Figure 2. Detail of one of the tiles, showing the stamped mark of the Hammill Company, in operation in Bridgewater, England, between 1866 and 1883.
1892 print showing a cross section view of a 5 story malting house.
Figure 3. Lithograph from an 1892 publication of the F. A. Poth Brewing Company of Philadelphia (Mueller 1892). The kilns are shown on the ground floor, with the floors of drying barley above.

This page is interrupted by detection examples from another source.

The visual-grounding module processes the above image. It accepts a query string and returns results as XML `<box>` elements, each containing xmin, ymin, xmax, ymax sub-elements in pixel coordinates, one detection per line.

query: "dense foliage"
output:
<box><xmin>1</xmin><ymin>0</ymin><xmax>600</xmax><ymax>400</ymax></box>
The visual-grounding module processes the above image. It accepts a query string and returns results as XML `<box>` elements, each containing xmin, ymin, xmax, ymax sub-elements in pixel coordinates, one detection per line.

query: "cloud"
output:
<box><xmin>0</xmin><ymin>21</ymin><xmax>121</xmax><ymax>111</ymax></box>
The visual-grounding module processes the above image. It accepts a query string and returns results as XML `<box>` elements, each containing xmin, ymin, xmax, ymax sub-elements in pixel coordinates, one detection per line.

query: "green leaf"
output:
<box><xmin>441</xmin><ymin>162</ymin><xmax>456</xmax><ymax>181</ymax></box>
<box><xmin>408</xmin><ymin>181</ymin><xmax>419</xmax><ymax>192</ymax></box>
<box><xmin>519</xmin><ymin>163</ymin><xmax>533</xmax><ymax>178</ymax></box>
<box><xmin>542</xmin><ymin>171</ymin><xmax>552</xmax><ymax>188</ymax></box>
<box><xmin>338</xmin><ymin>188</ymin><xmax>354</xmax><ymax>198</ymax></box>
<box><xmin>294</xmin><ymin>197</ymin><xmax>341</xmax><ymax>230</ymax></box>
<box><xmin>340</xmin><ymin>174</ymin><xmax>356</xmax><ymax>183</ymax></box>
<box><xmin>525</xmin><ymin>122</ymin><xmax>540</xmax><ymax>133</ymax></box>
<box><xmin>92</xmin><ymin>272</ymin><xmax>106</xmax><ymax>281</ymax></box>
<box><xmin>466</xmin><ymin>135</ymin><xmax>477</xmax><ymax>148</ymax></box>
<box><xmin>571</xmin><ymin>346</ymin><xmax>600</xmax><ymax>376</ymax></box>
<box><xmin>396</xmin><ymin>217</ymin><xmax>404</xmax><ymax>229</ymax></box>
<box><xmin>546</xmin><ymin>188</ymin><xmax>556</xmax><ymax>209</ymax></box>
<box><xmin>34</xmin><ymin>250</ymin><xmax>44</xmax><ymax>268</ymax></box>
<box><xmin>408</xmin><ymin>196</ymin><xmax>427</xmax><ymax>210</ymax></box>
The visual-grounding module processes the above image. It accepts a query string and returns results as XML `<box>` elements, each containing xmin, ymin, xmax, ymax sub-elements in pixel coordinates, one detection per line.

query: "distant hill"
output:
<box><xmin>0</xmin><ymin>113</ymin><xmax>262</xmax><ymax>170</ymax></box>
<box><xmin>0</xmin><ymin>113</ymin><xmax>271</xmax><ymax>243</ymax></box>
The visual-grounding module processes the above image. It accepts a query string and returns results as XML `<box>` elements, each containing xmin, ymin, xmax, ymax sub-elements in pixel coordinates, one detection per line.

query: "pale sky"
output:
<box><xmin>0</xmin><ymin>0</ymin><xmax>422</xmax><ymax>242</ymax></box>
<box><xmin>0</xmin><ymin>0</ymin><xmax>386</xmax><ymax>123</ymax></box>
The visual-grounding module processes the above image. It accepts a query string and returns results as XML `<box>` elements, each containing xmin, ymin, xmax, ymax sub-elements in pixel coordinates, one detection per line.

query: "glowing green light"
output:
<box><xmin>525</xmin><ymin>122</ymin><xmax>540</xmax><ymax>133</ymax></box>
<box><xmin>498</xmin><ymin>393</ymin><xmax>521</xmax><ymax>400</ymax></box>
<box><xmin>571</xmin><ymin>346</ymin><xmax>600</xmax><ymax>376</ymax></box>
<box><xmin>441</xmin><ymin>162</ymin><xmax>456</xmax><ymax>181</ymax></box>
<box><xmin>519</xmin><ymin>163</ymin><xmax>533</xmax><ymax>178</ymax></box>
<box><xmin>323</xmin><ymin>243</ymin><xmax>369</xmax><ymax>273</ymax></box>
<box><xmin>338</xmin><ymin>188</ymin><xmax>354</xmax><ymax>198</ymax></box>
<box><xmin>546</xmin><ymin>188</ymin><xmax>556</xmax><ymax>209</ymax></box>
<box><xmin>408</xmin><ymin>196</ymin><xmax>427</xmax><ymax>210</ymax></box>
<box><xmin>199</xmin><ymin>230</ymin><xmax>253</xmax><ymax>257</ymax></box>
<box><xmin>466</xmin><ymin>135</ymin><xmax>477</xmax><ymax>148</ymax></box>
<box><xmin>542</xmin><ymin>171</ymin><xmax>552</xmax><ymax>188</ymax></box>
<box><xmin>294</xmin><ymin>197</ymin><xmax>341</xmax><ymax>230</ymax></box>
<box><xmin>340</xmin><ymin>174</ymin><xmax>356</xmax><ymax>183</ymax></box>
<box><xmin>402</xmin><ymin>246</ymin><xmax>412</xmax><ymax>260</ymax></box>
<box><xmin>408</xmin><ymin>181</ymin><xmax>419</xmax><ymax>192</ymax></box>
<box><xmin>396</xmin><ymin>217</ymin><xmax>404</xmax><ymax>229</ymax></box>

Baltimore, once the second largest city in the United States, has been home to over 115 breweries since the first brewery began operation there in 1748 (Arnett et al. 1999:274). Beginning in the mid-nineteenth century, the arrival of immigrants from Germany brought about a wave of breweries producing light German lagers; more than fifteen breweries are shown on the 1869 Sasche map of Baltimore (Sasche 1869). The brewery industry remained vibrant in Baltimore until Prohibition.​

References

Baron, Stanley Wade

1962    Brewed in America: The History of Beer and Ale in the United States. Boston: Little, Brown.

Bromwich, David

1984    Letter addressed to Charles Cheek, dated April 5, 1984. Somerset County Library, Taunton, England. In BCUA files at MAC Lab.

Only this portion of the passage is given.